第9話 競争相手
「新しい形のダブルブッキングだなあ」
心霊万屋の事務所で、いつものカウンターで腕を組みながらハミラが呟いた。目の前には高校生、陸上部の依頼者のタカシがいる。
「親友をひどい目に会わせてしまったみたいだ」
ハミラは彼に向ってつぶやいた。
「ああ、どうしてこんなことになってしまったんだ、あなたは、だからヒサシ君にもしっかり忠告したのに」
「忠告?ヒサシを知っているのか?」
「知っているもなにも、あなたより先にきたのは彼でしたからねえ」
ふと回想にひたると、ヒサシの、幽霊の姿が思い浮かんだ。
「お願いです!!彼を勝たせてください!!彼は、陸上部の星なんです」
「でも、あなたはもう死んでいる、別のときの中にいる、それでも彼を応援するんですか?」
「ええ!私は、私の後悔と親友の後悔の中で初めて応援すべき清き青年をみつけたのです、彼を助けたい、成仏は二の次で!!」
しばらく彼と話し、そして、水晶を介してお互いの掌をかざすことで、ハミラは彼の過去をみた。

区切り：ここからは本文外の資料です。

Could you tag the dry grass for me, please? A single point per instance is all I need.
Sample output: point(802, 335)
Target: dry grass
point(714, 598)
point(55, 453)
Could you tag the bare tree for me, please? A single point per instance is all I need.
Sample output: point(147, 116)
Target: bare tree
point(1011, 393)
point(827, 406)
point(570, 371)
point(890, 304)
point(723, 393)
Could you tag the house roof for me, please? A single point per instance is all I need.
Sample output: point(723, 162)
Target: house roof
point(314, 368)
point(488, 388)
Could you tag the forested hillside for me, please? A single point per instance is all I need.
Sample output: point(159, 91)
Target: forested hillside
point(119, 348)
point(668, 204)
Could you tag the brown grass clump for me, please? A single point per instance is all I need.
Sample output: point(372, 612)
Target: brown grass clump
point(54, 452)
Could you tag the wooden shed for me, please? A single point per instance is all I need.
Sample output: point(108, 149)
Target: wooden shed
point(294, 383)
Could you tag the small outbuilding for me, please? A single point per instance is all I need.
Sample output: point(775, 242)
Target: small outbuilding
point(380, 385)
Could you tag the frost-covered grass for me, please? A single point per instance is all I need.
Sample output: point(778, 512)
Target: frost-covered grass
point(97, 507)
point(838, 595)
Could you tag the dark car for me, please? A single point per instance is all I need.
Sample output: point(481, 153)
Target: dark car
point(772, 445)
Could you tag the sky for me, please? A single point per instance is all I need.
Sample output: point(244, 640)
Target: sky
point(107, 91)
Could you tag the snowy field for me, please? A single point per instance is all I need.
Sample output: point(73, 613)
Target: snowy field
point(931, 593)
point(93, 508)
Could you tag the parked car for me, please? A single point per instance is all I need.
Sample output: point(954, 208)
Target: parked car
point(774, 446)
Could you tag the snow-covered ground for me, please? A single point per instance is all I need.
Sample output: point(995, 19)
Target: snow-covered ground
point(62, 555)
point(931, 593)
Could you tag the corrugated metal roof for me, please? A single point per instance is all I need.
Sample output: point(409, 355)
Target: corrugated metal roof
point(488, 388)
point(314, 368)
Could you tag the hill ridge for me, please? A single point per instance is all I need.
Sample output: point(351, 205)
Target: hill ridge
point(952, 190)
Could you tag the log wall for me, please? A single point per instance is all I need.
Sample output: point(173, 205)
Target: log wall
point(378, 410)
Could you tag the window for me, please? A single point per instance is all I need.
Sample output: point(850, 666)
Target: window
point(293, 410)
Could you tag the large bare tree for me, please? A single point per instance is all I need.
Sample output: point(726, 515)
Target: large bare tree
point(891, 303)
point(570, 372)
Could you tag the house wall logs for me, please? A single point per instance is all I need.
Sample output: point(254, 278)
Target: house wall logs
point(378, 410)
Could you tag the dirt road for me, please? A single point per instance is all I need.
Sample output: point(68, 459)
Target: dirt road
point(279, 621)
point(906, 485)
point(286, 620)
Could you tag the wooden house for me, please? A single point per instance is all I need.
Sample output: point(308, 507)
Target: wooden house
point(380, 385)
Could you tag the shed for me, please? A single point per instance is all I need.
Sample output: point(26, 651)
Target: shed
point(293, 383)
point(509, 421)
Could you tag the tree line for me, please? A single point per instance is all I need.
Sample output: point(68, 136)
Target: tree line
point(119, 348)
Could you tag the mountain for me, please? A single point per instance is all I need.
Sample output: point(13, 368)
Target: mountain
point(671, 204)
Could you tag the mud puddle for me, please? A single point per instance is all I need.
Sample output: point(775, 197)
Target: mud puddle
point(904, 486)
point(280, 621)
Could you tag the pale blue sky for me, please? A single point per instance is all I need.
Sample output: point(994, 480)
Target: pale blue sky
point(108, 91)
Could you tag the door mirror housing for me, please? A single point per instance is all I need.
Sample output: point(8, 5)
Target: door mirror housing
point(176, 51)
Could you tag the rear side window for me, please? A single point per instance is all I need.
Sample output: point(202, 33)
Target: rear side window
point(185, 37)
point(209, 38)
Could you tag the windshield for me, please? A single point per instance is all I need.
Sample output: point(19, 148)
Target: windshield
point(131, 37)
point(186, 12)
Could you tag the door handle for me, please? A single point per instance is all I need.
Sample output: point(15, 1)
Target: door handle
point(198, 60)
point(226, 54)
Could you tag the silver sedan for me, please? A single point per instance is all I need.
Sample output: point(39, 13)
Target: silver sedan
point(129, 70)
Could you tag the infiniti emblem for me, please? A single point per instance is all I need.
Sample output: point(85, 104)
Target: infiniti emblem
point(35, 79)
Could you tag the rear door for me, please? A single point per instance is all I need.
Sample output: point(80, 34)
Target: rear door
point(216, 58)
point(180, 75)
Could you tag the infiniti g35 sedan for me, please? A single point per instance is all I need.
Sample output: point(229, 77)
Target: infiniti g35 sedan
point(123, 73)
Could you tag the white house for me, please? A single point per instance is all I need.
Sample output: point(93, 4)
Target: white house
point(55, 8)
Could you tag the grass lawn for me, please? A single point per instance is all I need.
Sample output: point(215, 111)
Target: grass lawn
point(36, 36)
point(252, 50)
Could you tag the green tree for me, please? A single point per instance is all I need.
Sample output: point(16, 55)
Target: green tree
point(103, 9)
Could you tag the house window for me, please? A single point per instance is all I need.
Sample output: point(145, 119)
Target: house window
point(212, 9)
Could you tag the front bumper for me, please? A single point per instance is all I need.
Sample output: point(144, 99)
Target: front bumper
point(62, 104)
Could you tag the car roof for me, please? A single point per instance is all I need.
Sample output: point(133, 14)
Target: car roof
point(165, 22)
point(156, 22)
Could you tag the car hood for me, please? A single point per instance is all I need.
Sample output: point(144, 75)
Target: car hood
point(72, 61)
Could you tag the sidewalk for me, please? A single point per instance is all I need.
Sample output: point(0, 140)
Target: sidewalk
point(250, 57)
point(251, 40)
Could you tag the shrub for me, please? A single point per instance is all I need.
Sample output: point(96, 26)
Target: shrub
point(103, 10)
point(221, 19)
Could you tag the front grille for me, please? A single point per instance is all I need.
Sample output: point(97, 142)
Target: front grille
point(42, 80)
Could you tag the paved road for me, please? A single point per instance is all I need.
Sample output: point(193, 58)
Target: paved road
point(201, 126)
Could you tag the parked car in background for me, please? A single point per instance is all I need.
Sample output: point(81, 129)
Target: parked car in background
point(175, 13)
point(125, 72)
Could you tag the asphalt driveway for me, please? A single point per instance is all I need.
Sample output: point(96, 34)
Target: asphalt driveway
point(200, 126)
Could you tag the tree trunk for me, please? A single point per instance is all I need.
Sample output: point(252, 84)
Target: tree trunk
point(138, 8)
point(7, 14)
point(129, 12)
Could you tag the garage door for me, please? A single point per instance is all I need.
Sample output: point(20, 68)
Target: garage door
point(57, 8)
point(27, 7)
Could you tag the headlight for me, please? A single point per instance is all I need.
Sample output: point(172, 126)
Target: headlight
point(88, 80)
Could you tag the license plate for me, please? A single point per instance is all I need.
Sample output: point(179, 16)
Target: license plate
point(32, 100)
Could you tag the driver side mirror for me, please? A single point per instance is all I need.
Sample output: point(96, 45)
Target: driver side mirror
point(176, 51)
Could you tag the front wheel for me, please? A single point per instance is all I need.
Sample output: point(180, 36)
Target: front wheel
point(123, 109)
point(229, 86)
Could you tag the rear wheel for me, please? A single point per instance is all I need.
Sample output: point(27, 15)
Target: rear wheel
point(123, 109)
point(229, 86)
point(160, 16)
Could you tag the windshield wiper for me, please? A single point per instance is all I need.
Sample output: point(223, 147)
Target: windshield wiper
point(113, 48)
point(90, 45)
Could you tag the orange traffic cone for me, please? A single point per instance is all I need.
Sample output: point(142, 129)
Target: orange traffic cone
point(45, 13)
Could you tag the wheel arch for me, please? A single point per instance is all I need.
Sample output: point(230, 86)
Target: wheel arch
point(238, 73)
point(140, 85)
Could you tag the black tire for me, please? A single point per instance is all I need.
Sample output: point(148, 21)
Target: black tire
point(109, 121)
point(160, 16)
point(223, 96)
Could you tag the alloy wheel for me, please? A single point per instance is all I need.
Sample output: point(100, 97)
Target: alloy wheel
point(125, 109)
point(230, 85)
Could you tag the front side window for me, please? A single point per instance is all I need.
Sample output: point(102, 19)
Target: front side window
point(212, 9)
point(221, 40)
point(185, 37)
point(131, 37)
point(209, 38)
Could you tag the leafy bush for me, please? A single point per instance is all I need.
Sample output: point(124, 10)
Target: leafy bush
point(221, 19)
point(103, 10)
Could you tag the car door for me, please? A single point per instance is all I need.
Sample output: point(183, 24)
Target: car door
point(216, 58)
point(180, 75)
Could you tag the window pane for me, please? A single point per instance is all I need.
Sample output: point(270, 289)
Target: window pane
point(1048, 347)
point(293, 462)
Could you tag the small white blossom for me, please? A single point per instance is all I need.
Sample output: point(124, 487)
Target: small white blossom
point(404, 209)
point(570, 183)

「そうですか、あなたは死んでから彼に初めてあったのですね」
「ええ、彼は霊感があるようで、私にも怯えずに接してくれました、私が後悔があるというと彼は私の記録を塗り替えるといって」
「まってください?記憶を塗り替えるとは、彼はエースらしいじゃありませんか?」
「そうです、私は記録保持者です、5年前“ある事故”で死んでしまいましたが……」
「その事故の記憶ですが、深い悪意や恐怖の中に隠されていて読み取ることができませんでした、詳細を話してくれませんか?」
「それは……」
「そうですか、まあ、話す気になった時にでも……それで、要するに依頼は“あなたの声”を彼に詳細に伝えられるようになればいいのですね、それでしたらこの品を貸し出しましょう」
そういって、ハミラは古いイヤホンをとりだした。
「イヤホンとしての機能は片耳しかのこっておりません、下の方はじゃまなのできってしまいました、ですがこれを彼に付けてもらえれば、あなたの声は、より聞こえるようになりますよ」
ヒサシの顔は明るくなった。
「くれぐれも気をつけてくださいね、使いすぎるとあなたの心がすべて彼につつぬけになってしまいます、彼以外にも」
ハミラは、彼の言う通りの場所を訪ねた。そこには彼の隠し財産があった。少し不良ともからみのあった彼は廃墟に財産をのこしていた。
「ふむ」
1万円。少ないが、致し方ない。幽霊の為である。
翌日。
「すごいよ!!早くなってる!!」
「いいね!!君の習得力の速さの……ザザッ……ものだよ」
ヒサシは、タカシにものを伝えることができるようになり、タカシに秘伝の技術の習得法を教えると、タカシはぐんぐんと能力をのばしていった。
「ああ、いい、最高だ」
「こんな日がいつまでも続けばいいのに」
二人でグラウンドのすみで座って休憩しながら、そらをみあげる。ふと、タカシが暗い顔をしていった。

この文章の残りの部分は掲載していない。